In later work, Lawrence et al. (2011, pp. 52–53) specified the interest of institutional work in “the myriad, day-to-day equivocal instances of agency that, although aimed at affecting the institutional order, represent a complex mélange of forms of agency—successful and not, simultaneously radical and conservative, strategic and emotional, full of compromises, and rife with unintended consequences.

To understand institutional work and influences on institutions, an important idea to consider is path dependence, which states that past events constrain future outcomes. Highly prevalent in discussions of technological and economic development, a common example is the use of the QWERTY keyboard, a technologically inferior system that established long-term superiority over other options by gaining an initial advantage. When applied to political science, this idea can help explain how weak or inefficient institutions often resist change. 

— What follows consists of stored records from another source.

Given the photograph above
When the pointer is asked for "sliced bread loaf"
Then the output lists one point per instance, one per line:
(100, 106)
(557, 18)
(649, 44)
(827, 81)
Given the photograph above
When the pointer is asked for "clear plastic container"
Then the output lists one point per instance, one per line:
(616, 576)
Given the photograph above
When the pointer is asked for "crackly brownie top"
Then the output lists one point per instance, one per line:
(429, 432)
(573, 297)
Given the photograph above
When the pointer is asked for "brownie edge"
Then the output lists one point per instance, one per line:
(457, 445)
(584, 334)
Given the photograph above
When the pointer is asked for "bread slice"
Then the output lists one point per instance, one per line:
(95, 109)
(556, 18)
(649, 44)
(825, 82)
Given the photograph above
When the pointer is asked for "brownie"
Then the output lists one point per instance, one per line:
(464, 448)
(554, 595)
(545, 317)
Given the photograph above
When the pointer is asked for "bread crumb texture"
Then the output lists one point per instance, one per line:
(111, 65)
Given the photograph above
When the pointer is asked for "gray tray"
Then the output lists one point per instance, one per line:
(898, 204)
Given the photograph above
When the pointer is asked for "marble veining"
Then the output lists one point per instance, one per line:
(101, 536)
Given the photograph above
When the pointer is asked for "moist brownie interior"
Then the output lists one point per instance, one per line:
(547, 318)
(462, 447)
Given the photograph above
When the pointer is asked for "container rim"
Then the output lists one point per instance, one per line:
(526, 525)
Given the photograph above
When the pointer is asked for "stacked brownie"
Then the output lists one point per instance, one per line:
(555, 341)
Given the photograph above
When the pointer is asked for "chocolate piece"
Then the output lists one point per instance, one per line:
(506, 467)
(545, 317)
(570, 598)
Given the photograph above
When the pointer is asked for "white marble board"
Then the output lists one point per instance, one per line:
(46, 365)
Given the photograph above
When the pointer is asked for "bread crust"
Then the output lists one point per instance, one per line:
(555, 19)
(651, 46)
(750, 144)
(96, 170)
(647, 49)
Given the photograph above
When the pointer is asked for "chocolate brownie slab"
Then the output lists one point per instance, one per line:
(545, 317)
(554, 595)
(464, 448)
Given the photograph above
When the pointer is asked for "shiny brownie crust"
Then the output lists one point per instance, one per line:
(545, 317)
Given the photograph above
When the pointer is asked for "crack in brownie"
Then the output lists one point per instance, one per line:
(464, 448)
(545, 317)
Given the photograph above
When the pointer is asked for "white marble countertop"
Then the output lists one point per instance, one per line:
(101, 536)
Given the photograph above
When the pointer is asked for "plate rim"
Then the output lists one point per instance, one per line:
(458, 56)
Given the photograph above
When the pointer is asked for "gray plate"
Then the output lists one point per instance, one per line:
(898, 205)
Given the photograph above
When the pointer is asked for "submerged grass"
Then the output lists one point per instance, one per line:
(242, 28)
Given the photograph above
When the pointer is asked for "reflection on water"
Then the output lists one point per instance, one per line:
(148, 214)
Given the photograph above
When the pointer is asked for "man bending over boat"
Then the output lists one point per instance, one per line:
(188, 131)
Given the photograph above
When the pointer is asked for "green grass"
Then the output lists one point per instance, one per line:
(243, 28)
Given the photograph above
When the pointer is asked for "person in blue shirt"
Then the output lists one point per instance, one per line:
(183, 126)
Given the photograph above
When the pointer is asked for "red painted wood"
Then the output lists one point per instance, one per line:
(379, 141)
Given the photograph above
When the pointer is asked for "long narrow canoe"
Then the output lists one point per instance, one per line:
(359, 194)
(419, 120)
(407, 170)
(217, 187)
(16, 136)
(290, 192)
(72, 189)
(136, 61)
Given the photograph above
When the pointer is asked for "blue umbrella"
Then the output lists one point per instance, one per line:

One reason for path-dependence is that institutions are often self-reinforcing, as powerful organizations with the ability to enact change rose to prominence within the existing institutional structure, and thus are incentivized to maintain that same structure. An example is the American health care system, which is incredibly complex, but arranged to the benefit of companies, agencies, and other actors that have the ability to force change. Another reason is increasing returns to adoption, meaning that as an institution is more widely adopted and accepted, the transition costs of changing greatly increase. This is shown in the dominance of fossil fuels, as the costs of changing over to renewables is high. A third reason is lock-in effects, by which an initial, sometimes random event starts a spiral. An example is the 2020 Beirut Warehouse Explosion, which caused massive devastation, in turn leading to increased instability, distrust of government, and a spiral of political unrest. These mechanisms of path dependence contribute to explaining the difficulties actors face in influencing institutions, and add an important dimension to the study of institutional work.